Haskell is similar in this sense. And Golang (IIRC, only coded a few hundred lines in it two years ago). Example from a Haskell REPL, where Haskell won't even upcast an Int (machine int) to an Integer (unbounded int, python style):

    Prelude> let a = 1 :: Int
    Prelude> let b = 2 :: Integer
    Prelude> a+b

    <interactive>:4:3:
        Couldn't match expected type `Int' with actual type `Integer'
        In the second argument of `(+)', namely `b'
        In the expression: a + b
        In an equation for `it': it = a + b


> unbounded int, python style

Arrrgh!! You mean "Lisp style". Lisp has had arbitrary-precision integers ("bignums") since 1971 -- long before Python was invented.


Whenever I talk about Haskell I always try to make my comparisons to Java, C, or Python for maximum relatability.

I think saying "unbounded int" is enough, but then people might say "what exactly do you mean by unbounded?" so I say it's about the same as a python int. Haskell itself predates python.

And IBM vacuum tube machines had arbitrary precision integers in the mid 50s, and transistor based ones in the 60s ;)


> Whenever I talk about Haskell I always try to make my comparisons to Java, C, or Python for maximum relatability.

Okay, well, then, thank you for giving me the opportunity to educate people on a bit of history :-)

> IBM vacuum tube machines had arbitrary precision integers in the mid 50s, and transistor based ones in the 60s

I seriously doubt it. They may well have had variable precision, but I don't think they had unbounded precision. That is, there was always a limit such that a result over that limit would either wrap around or trap (I don't know which), but that limit could be different for different instructions. (I'll bet there was a hardware-enforced maximum limit too, on the order of 12 or 15 digits.)

It wasn't until 1969 that Knuth published algorithms for arbitrary-precision arithmetic. Also consider that arbitrary precision requires heap allocation, which certainly wasn't being done in hardware in the 1950s and -60s.

If you can substantiate your claim, I'll be suitably impressed, but I'm extremely skeptical.


To add some specificity to gamegoblin's reference, I quote from page 28 of the IBM 1401 Data Processing System: Reference Manual[1]:

The two factors to be combined are added within core storage without the use of special accumulators or counters. Because any storage area can be used as an accumulator field, the capacity for performing arithmetic functions is not limited by standard-size accumulators or by a predetermined number of accumulators within the system.

[1] http://bitsavers.informatik.uni-stuttgart.de/pdf/ibm/140x/A2...


I was paraphrasing from http://en.wikipedia.org/wiki/Arbitrary-precision_arithmetic#...

So in the 50s they had integers with up to 2^9 - 1 (== 511) decimal digits.

In the 60s, the transistor-based one could do integers as big as your memory, the largest memory offered gave you up to 60K digits.


Okay, very good. I stand corrected. (Well, mostly. I would pedantically argue that you may have arbitrary-precision arithmetic, but you don't have arbitrary-precision integers until they're a functional datatype, so you can write simply 'a + b' to add them -- with the automatic allocation that that in general requires. But this is a quibble.)


ADA at university - never touched it again. It was ADA 83, and the ADA 95 object extensions looked horrible.

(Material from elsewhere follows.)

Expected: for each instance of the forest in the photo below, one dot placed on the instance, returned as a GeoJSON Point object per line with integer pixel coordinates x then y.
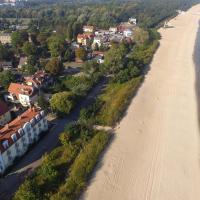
{"type": "Point", "coordinates": [65, 171]}
{"type": "Point", "coordinates": [69, 18]}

I remember seeing PL/SQL circa Oracle 8i and it looking a lot like ADA.


> I remember seeing PL/SQL circa Oracle 8i and it looking a lot like ADA.

Not a coincidence. The designers of PL/SQL were largely inspired by Ada's basic syntax and structure.

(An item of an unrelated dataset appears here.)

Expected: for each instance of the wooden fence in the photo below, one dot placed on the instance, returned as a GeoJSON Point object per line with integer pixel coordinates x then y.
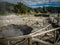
{"type": "Point", "coordinates": [31, 36]}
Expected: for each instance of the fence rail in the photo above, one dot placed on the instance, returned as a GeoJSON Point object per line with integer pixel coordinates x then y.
{"type": "Point", "coordinates": [31, 36]}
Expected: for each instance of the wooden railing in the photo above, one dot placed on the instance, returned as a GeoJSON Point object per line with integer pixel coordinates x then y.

It's not an acronym, by the way, so no need to all-caps it.


The object extensions aren't bad; they just suffer from a combination of an unusual object model and an even more unusual use of terminology.


I was actually a little excited when I found out that the university I went to was an Ada school. Except, it turned out to be outdated information; it was actually a C++ school when I was there, and it started the process of becoming a Java school before I left.